The funnier moments too, get the same quotidian treatment. In the second episode, where we’re still getting a fairly basic introduction to the world Phillip and Elizabeth inhabit, we meet Anneliese, a blonde bombshell of an asset that Phillip has flirtatiously convinced to take sneaky photos. While it’s made clear that Anneliese has been on the scene for quite some time, Elizabeth has never actually seen her, until she and Phillip are developing the photos Anneliese took together, one of which is a lingerie selfie (a spyfie?)

Elizabeth sees it and gently teases, “You never told me she looked like that.”

“Sure I did,” defends Phillip, all too quickly and casually.

Ok, so most clients don't look like this (Screenshot of Anneliese in  The Americans "dressed like that")
Ok, so most clients don’t look like this. (Screenshot of Anneliese in The Americans “dressed like that”.)

There’s just enough time for us to wonder if we’re about to see what happens when a partner realizes that not all of your clients are the hideous, pathetic, generally unpleasant monsters they’d previously assumed they all were. But Elizabeth just grins at him, and says “Not like that.” (His response, for the record, “Well..she’s not always dressed like that,” is definitely one I’ll be stealing.) And the moment passes.

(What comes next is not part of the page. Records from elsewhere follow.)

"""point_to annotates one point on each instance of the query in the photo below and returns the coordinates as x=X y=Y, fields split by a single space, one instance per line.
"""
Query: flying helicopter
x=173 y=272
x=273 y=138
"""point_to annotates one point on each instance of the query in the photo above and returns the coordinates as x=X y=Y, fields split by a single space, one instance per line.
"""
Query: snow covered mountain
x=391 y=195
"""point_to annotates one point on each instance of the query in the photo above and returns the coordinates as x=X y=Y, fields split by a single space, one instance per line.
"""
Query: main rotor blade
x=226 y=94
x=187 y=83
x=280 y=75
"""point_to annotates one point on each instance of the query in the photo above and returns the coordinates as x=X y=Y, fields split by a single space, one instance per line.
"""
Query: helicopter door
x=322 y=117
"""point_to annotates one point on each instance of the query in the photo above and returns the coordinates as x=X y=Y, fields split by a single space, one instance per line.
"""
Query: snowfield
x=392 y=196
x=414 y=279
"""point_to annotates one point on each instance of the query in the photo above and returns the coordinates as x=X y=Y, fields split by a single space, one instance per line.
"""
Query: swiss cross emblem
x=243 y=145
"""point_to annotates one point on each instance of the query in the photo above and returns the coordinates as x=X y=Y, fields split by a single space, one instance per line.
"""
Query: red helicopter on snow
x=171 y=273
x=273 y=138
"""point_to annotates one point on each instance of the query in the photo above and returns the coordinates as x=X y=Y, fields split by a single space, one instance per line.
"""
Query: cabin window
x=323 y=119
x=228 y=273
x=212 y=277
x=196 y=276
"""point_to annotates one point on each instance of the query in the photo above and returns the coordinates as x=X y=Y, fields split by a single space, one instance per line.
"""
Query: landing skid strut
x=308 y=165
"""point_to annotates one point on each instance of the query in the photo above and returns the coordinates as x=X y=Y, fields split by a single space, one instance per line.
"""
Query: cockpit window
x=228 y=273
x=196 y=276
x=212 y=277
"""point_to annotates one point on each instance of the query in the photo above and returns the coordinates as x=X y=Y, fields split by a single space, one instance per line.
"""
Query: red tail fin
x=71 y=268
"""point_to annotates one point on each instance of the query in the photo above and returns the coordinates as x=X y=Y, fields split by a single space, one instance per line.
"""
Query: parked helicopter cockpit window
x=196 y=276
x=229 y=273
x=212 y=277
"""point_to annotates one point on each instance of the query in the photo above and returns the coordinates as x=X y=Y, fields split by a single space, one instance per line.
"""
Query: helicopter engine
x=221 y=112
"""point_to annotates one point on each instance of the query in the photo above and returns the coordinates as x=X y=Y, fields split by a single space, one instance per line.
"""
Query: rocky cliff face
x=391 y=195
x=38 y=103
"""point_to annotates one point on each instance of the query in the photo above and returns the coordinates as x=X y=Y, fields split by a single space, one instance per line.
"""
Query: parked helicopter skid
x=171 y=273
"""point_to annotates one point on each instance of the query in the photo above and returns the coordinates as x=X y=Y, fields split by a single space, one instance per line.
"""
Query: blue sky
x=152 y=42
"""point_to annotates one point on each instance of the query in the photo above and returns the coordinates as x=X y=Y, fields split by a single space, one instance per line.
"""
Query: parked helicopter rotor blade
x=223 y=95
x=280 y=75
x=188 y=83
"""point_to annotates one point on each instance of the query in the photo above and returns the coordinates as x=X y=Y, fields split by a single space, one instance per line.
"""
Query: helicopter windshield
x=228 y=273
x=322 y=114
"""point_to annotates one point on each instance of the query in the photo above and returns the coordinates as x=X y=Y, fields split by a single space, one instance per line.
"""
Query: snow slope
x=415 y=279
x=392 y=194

There’s no jealousy, no big fight about trust, no demands that Anneliese be managed any differently than she always has been. It’s just two sex workers, sharing a joke about another day at the office. One of the big misconceptions that civilians often have about the reality of being a sex worker in a relationship, is that every surprise, every bump in the road, is always doomed to be A Very Big Deal. But whether it’s Anneliese’s looks, or how to handle the growing nosiness of their daughter (who, like any kid of a parent with a secret, second job, gets increasingly suspicious of her parents’ odd hours; sudden, urgent appointments; and intense insistence on privacy), Philip and Elizabeth surmount obstacles like spouses and business partners. And after a while, anything, no matter how outlandish it might look to civilians, becomes a little bit routine.

Without spoiling anything too badly (because, spoiler: I think we ALL should go watch it ASAP), we’re privy to the mundanities of getting into work drag (and if nothing else, you should probably watch this show for the wigs alone), of managing clients and managers who are needy or violent, but also those whose kindness and/or hotness complicates the work. We get not just the high drama of being outed, but also the day to day grind of living in the closet, of juggling not just work and family, but work, family and a straight job. As with any marginalized group, the portrayals we get in mainstream media tend to focus on the most sensationalized moments in our livesthe tragedies that brought us there, the day we snap and can’t take it anymore, the session that goes horrendously awry. But The Americans gets a civilian audience to not just watch us put on our pants one leg at a time, but to root for our domestic bliss while we do it. Most of all, we see two people constantly maneuvering to make their marriage function while being both a partner to a sex worker and a sex worker themselves. I can’t think of a single large scale film or television piece that swims in those waters, much less one that does so with such deftness and compassion.

6 COMMENTS

  1. 1) This is a really interesting analysis that makes me really want to watch this show cause it sounds sexy as hell. If this is a baby step toward getting non-worker audiences to root for people performing intimate and sexual labor, even better.
    2) I’ve written the pilot episode of a show that prominently features the non-work life of a sex worker and my delusions of grandeur lead me to believe that it will get sold, picked up by a premium network, and that I can put my million$ toward the movement. #onbrand

    • 1) totally sexy as hell, despite the eightiesfication of everything.
      2) i hereby officially pledge that if you kickstarter that, i will donate the proceeds of one session per month for the duration of the drive.

  2. Blue! If you haven’t seen blue with Julia styles playing single mum to a teenage boy, accountant and sex worker. It’s a Web series and the later seasons are hard to get outside America unless ur a lil tech savy.. but anyways it’s really really good.